I wrote a Forth interpreter for the J1 CPU, which I am now porting to Z80. In the new version, a colon word is a list of addresses to be called by the interpreter.
My problem is how to insert literals into a colon definition.
Example:
: 1+ 1 + ;
When the compiler encounters literal 1, it has no address to call that push the value onto the stack.
A solution would be to dynamically generate a routine like
ld hl, 1
push hl
ret
somewhere else and use that address in the colon definition.
Another solution is to use an invalid address (such as 0x0000) followed by the literal, which would be treated as a special case by the interpreter: upon encountering an address 0x0000, it simply pushes the value of the next two bytes onto the stack.
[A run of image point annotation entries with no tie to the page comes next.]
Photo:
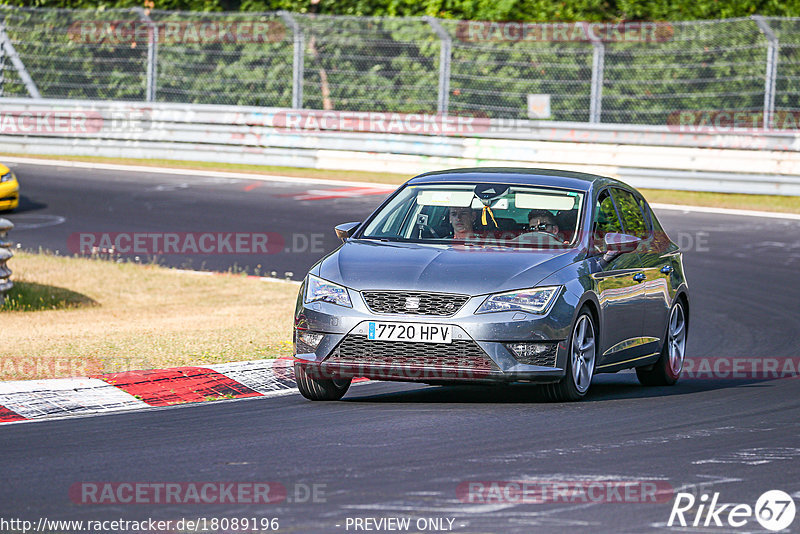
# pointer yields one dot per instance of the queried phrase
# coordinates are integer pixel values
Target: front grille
(460, 354)
(414, 302)
(534, 353)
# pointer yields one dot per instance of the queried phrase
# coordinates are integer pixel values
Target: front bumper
(479, 351)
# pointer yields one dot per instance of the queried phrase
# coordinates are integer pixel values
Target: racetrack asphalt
(402, 450)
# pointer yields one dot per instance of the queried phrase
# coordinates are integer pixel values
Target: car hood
(362, 265)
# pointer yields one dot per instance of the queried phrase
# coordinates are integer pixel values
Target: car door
(661, 262)
(618, 285)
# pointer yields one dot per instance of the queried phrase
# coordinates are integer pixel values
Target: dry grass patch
(77, 316)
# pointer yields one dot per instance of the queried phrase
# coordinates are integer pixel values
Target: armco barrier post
(11, 52)
(5, 255)
(445, 55)
(298, 59)
(598, 67)
(152, 54)
(771, 74)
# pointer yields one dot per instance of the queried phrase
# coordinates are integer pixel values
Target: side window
(631, 214)
(606, 220)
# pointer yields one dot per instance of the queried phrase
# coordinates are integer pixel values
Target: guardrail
(645, 156)
(5, 255)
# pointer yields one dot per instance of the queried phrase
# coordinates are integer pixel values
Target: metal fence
(587, 73)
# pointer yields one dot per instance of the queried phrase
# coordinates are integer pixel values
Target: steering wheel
(423, 228)
(550, 234)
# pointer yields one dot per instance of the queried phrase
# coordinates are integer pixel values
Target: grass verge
(79, 316)
(666, 196)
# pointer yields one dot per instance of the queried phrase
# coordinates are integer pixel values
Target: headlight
(534, 300)
(318, 290)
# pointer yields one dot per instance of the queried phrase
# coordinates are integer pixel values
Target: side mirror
(621, 243)
(346, 230)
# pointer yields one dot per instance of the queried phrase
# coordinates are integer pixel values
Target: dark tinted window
(631, 214)
(606, 220)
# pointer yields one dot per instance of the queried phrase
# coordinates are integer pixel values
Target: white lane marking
(264, 376)
(726, 211)
(297, 180)
(28, 221)
(188, 172)
(168, 187)
(59, 396)
(755, 456)
(262, 278)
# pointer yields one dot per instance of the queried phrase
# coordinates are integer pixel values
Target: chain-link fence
(633, 73)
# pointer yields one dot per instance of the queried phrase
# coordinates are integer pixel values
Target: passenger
(463, 222)
(544, 221)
In this case, the definition of 1+ would be like this in memory:
0x0000 ;
0x0001 ; literal
0x4500 ; + routine address
Is there a better solution?
Edit
In J1 machine code, the 1+ compile to this
addr code comments
0125 8001 1 ; Bit 15=1 push literal into stack
0126 628f %+ ; This combine op codes PLUS and RET
A classic approach is to manipulate the return address:
: (lit) ( -- x ) ( R: addr1 -- addr2 )
\ NB: "(lit)" should not be used as an ordinary word
r> dup cell+ >r @
;
: lit, ( x -- )
['] (lit) compile, ,
\ it is assumed that code space
\ is united with data space
;
: literal ( x -- x | )
state @ if lit, then
; immediate
The word (lit)
above also known as simple lit
. Traditionally, a parenthesized name for a word is used in Forth to emphasize that the word is for internal purposes only.
Let's consider a definition foo
:
: foo 42 + ;
Let one cell takes two address units, and the body of foo
start at the address 1024. Then the threaded code of the body consists of the following items:
(lit)
42
+
exit
When (lit)
is called from foo
, the top value on the return stack is 1026. And that's the address where the number 42
is stored. (lit)
pops the top value from the return stack (which is 1026), increases its copy by the cell size, and places the result (which is 1028) onto the return stack. It also fetches the value at the address 1026 leaving 42 on the stack. Execution then continues at 1028.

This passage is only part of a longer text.